Question

A man in a boat A, the mass of which is m1= 250kg, pulls a rope with a force of F= 200N.
Case1 the other end of the rope is tied to a tree on the shore,
Case2 the other end to a boat B having a mass of 200 kg.
Find in both cases the velocity of boat A at the end of the third second.
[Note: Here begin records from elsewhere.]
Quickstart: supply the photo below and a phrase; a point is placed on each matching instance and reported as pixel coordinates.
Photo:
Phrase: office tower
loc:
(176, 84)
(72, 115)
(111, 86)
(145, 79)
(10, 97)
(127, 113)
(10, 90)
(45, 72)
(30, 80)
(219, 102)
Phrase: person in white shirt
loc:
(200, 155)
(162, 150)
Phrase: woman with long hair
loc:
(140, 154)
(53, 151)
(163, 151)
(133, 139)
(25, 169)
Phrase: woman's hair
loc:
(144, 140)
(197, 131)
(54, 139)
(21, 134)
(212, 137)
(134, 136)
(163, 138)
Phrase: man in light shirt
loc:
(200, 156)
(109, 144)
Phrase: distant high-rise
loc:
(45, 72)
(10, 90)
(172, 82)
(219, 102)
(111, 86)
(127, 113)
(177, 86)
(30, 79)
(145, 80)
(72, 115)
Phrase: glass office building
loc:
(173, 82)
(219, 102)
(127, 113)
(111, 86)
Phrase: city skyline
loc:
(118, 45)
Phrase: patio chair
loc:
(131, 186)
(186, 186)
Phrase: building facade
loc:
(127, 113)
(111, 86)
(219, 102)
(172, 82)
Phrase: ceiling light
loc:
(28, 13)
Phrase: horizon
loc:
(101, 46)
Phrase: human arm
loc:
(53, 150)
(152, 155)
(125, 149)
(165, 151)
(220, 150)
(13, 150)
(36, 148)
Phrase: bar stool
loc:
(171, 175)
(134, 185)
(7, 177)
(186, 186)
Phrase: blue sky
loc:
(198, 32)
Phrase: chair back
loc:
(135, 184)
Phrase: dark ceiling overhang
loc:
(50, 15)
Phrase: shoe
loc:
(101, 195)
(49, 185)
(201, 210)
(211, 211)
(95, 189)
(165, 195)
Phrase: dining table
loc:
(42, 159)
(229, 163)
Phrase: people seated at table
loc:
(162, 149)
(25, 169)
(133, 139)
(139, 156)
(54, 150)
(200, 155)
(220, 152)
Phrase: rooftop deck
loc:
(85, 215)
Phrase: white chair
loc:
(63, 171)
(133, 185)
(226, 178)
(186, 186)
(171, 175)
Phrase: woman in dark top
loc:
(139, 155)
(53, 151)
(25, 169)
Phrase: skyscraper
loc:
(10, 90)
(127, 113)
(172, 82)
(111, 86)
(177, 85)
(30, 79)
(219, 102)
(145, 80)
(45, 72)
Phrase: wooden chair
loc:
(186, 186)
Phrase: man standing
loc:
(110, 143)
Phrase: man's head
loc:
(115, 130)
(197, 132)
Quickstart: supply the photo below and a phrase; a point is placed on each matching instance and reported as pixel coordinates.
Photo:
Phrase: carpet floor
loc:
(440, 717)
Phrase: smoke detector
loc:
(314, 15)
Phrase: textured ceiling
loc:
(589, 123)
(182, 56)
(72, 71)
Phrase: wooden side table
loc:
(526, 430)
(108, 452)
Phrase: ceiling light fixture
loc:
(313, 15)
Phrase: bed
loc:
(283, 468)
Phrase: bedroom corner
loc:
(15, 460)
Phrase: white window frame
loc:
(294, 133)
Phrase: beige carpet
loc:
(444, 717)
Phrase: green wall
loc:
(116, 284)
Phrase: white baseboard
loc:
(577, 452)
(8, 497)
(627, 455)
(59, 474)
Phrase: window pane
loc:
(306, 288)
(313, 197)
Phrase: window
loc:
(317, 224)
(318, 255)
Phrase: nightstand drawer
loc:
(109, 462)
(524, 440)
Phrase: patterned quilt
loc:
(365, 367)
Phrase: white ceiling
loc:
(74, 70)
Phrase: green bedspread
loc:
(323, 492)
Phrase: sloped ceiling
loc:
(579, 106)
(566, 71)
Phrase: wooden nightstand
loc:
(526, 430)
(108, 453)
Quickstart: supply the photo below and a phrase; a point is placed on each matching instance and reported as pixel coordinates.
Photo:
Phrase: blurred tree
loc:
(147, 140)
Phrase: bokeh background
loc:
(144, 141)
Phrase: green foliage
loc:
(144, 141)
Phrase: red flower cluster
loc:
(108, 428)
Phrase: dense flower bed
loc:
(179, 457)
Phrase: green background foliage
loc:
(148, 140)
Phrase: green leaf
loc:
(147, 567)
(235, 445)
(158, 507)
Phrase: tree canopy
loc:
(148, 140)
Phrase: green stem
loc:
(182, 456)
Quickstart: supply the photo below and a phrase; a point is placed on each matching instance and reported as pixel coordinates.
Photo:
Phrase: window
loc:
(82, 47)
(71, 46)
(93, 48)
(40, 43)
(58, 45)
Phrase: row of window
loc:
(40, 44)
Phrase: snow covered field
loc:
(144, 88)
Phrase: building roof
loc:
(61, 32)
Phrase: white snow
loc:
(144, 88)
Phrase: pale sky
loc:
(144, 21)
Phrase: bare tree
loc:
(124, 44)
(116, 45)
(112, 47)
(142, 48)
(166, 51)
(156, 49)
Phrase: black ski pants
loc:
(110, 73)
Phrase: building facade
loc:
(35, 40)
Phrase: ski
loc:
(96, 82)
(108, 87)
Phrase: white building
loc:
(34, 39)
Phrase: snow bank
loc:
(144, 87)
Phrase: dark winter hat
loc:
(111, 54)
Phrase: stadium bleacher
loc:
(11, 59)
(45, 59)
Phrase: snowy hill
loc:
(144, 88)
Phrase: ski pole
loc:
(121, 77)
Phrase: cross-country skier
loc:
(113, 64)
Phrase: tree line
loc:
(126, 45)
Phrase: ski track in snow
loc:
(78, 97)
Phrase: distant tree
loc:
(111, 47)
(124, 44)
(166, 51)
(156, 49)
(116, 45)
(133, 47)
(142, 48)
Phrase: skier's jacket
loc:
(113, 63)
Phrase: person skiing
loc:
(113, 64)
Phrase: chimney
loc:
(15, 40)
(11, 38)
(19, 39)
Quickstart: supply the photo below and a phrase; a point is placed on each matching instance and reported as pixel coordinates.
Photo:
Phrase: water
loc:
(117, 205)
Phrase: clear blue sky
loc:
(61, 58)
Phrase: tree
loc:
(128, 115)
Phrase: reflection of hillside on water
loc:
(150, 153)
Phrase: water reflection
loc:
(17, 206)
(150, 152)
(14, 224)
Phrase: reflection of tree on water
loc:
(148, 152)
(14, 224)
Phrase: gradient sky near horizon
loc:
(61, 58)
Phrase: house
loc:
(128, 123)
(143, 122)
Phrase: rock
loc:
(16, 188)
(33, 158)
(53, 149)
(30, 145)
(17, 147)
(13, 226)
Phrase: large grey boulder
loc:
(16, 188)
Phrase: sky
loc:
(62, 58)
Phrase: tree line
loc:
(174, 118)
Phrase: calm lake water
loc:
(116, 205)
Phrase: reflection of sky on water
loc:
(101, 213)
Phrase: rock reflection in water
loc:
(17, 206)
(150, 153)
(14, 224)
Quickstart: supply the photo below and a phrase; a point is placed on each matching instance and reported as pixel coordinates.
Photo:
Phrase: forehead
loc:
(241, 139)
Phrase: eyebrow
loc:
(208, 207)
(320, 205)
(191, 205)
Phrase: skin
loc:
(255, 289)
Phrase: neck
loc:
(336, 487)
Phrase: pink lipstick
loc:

What is the work done in this time and what is the power developed by the man in both cases at the end of the third second?

Answer 1

Hint: In order to solve the question, we will use the formula of acceleration, work done, force and power .so that we can answer all the subparts asked in the question we will solve both cases together so as make the question simply as we can compare and use the common quantities.

Formula Used:
$a = \dfrac{v}{t}$
V refers to velocity
t refers to time
a refers to acceleration
$F = ma$
F refers to force
m refers to mass
a refers to acceleration
$W = \dfrac{1}{2}m{v^2}$
W refers to work done
m refers to mass
v refers to velocity
$P = Fv$
P refers to power
F refers to force
v refers to velocity

Complete step by step answer:
We will solve both the cases to compare the situation simultaneously for the question we have to find the velocity, work done and the power.
In the question we are given
Boat A of Mass m1 = 250 kg pull a rope with force F=200 N
While boat B is of mass m=150 kg
We are given two cases
Case1 says boat A is pulling a tree
Case2 says boat A is pulling a boat B
In both the cases the acceleration of the boat A will be same that we can find using the formula
$F = ma$
$a = \dfrac{F}{{m_1}}$
Substituting the F and m1
$a = \dfrac{{200}}{{250}}m{s^{ - 2}}$
$a = \dfrac{4}{5}m{s^{ - 2}}$
$a = 0.8{\text{ }}m{s^{ - 2}}$
Hence acceleration of boat A is $0.8{\text{ }}m{s^{ - 2}}$
And the velocity of Boat A will also be same by using the formula
$a = \dfrac{v}{t}$
$v = at$ ……. (1)
$a = \dfrac{F}{{m_1}}$
Substituting value of a in equation 1
$v = \dfrac{{F \times t}}{{m_1}}$
t is given in question as 3 second
$v = \dfrac{{200 \times 3}}{{250}}$
$v = 2.4{\text{ m}}{{\text{s}}^{ - 2}}$
Hence we will name it as ${v_1}$
${v_1} = 2.4{\text{ m}}{{\text{s}}^{ - 2}}$
By using we will find velocity of boat b
${v_2} = \dfrac{{F \times t}}{{m2}}$
t is given in question as 3 second
${v_2} = \dfrac{{200 \times 3}}{{150}}$
${v_2} = 4{\text{ m}}{{\text{s}}^{ - 2}}$
The work done by man in first case
${W_1} = \dfrac{1}{2}{m_1}{(v_1)^2}$
Substituting value of $v_1$ and $m_1$
${W_1} = \dfrac{1}{2}250{(2.4)^2}$
${W_1} = 720{\text{ Nm}}$
The work done by man in second case
${W_2} = \dfrac{1}{2}{m_1}{(v_2)^2} + \dfrac{1}{2}m_2{(v_2)^2}$
Substituting value of $v_2$, $m_2$ and $m_1$
${W_2} = \dfrac{1}{2}250{(4)^2} + \dfrac{1}{2}150{(4)^2}$
${W_2} = {\text{ 3200Nm}}$
Now we will find the power for both the cases using the formula
$P = Fv$
First case
${P_1} = F{v_1}$
Substituting the values, we will get
${P_1} = (200 \times 2.4)W$
${P_1} = 480{\text{ }}W$
Second case
${P_2} = F({v_1} + {v_2})$
Substituting the values, we will get
${P_2} = (200 \times 6.4)W$
${P_2} = 1280{\text{ }}W$
Hence, the answers are
 ${v_1} = 2.4{\text{ m}}{{\text{s}}^{ - 2}}$
${v_2} = 4{\text{ m}}{{\text{s}}^{ - 2}}$
${W_1} = 720{\text{ Nm}}$
${W_2} = {\text{ 3200Nm}}$
${P_1} = 480{\text{ }}W$
${P_1} = 1280{\text{ }}W$

Note: Many of the people will make the by note using the correct formula. It is very important that in work done and power we have to use these formulas to get to the answer along with we have to take care of the unit of measurement so as to avoid any confusion in the answer.